Avec une production agricole équivalent à 77 milliards d’euros (2019), la France est le premier pays agricole de l’UE (18,4%), loin devant l’Allemagne (13,9%) et l’Italie (13,8%). Problème : entre 2011 et 2020, la solde commercial et agroalimentaire est passé de 11,9 milliards d’euros à 6,1 milliards d’euros. Sans les vins et spiritueux, la balance commerciale du secteur aurait affiché un déficit de 4,5 milliards d’euros en 2020.

Selon un rapport de la commission des affaires économiques du Sénat, publié en 2019, la France importe l’équivalent de 20% de ses besoins alimentaires. Sous l’effet d’une stagnation de la production intérieure depuis 2000 et d’un taux de croissance des importations (+87%) supérieur à celui des exportations (+55%) sur la période, l’autosuffisance alimentaire de la France régresse. Depuis 2006, le solde commercial des produits agroalimentaires transformés hors vins et spiritueux est déficitaire et la tendance est à l'augmentation de ce déficit.

La France à la traine au sein de l’UE

La France a abandonné en dix ans 22% de part de marché à l’export quand les 26 autres membres n’en ont perdu que 5%. Cette érosion des parts de marché concerne tous les secteurs, même ceux pour lesquels la France sur-performe comme le vin.

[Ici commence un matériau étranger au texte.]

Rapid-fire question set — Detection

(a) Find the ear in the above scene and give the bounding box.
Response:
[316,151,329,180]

Elle est supérieure à plus de 25 % sur dix ans pour les céréales, les fruits et légumes, la pêche et l’aquaculture et les viandes.

La faiblesse des exportations françaises concerne d’abord le marché européen. Alors que le solde grand export a progressé (+70% d’exportations vers les pays tiers en 15 ans), tiré par les exportations vers l’Asie et l’Amérique du Nord, la balance commerciale avec le reste de l’UE est devenue négative en 2015 et ce déficit ne cesse de s’accroître depuis lors.

A la demande du ministère de l’agriculture, FranceAgriMer a réalisé un diagnostic destiné à caractériser la dégradation du solde commercial et l’érosion de la compétitivité des filières agricoles et agroalimentaires françaises au cours des dix dernières années. FranceAgriMer a mobilisé dix groupes de travail (autant que de filières) et confronté leurs analysés à celles communément relevées dans la littérature. L’analyse a porté sur la la compétitivité prix (capacité à proposer des prix plus bas que la concurrence ou à tenir une baisse de prix sans perdre de parts de marché) et sur la compétitivité hors prix (capacité à gagner ou maintenir des parts de marché en jouant sur la différenciation qualitative, l’image, etc.).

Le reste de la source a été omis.